Personal information
- Full name: Facundo Pumpido
- Date of birth: 21 October 1988 (age 36)
- Place of birth: Olivos, Argentina
- Height: 1.85 m (6 ft 1 in)
- Position(s): Forward

Team information
- Current team: Temperley

Senior career*
- Years: Team / Apps / (Gls)
- 2008–2009: Tigre / 1 / (0)
- 2009–2010: Independiente Rivadavia / 6 / (1)
- 2011: Huracán Tres Arroyos / ? / (4)
- 2012–2016: Acassuso / 86 / (18)
- 2015: → San Martín San Juan (loan) / 14 / (3)
- 2016: → Racing Santander (loan) / 15 / (3)
- 2016–2017: Nueva Chicago / 24 / (4)
- 2017–2018: Brown de Adrogué / 9 / (3)
- 2018–2019: Deportivo Morón / 25 / (4)
- 2019–2020: Guillermo Brown / 16 / (1)
- 2020–2021: Comunicaciones / 4 / (2)
- 2021–: Temperley / 35 / (5)

= Facundo Pumpido =

Argentine footballer

Facundo Pumpido (born 21 October 1988) is an Argentinian footballer who plays for Temperley as a forward.

==Club career==
Born in Olivos, Buenos Aires, Pumpido did not appear for any youth setups due to his studying responsibilities. His first senior club was Tigre, in Primera División.

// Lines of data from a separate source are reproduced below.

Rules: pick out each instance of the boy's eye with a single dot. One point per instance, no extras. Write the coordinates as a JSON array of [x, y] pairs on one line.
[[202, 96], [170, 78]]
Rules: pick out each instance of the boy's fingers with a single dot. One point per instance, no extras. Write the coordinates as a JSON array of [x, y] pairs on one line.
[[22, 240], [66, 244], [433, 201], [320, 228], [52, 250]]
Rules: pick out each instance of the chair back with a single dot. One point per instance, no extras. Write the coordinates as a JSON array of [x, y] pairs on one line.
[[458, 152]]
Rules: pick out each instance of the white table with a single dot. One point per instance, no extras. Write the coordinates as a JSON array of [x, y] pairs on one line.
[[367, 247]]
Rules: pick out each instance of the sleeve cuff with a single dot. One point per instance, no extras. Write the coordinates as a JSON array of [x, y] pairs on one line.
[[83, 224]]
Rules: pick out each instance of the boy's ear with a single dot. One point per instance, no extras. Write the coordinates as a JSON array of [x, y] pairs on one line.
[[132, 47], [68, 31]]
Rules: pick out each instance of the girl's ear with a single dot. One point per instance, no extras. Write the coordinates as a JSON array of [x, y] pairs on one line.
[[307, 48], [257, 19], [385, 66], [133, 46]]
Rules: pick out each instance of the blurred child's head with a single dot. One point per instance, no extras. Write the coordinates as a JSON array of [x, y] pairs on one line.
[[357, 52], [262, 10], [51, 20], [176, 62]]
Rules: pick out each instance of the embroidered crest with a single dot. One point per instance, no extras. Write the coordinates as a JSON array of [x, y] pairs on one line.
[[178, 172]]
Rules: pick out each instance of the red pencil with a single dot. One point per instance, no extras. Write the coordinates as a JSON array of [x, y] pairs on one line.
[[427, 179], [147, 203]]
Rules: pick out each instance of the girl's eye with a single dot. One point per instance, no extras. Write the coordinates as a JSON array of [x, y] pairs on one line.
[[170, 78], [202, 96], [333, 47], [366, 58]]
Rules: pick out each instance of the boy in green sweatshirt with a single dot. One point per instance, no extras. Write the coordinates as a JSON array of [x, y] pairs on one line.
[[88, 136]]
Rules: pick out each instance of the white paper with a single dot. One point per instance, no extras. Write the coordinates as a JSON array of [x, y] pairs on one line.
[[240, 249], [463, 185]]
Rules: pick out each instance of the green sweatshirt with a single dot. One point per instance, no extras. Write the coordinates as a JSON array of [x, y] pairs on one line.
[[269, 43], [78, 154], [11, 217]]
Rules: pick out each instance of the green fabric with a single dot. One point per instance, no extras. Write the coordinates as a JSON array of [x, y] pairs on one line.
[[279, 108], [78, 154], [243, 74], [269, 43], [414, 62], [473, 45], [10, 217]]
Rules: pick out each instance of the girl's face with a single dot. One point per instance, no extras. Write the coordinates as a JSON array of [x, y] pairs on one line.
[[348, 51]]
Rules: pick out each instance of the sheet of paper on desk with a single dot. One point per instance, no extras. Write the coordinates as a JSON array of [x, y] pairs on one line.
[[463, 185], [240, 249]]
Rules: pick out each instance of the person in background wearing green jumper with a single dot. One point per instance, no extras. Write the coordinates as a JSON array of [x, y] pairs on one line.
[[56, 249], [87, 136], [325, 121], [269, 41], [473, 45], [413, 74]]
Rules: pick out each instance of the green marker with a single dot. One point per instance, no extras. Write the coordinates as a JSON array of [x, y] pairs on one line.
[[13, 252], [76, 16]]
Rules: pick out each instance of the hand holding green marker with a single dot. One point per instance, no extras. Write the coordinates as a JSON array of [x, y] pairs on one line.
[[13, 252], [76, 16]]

Pumpido made his professional debut on 16 May 2009, coming on as a late substitute for Carlos Luna in a 2–1 home win against Colón; it was his maiden appearance for the club. He subsequently moved to Primera B Nacional side Independiente Rivadavia, scoring his first professional goal while at the club.

In 2011 Pumpido joined Huracán de Tres Arroyos in Torneo Argentino A, after being rarely used. On 5 January of the following year he agreed to a contract at Acassuso in Primera B Metropolitana, being a regular starter during his time at the club.

On 24 January 2015 Pumpido was loaned to San Martín de San Juan in the top tier, for one year. On 7 January of the following year he moved abroad for the first time in his career, after agreeing to a six-month deal with Spanish Segunda División B side Racing de Santander.

==Personal life==
Pumpido's uncle, Nery was also a footballer: a goalkeeper, he was an international with Argentina on more than 30 occasions, having been world champion with the Albiceleste in 1986.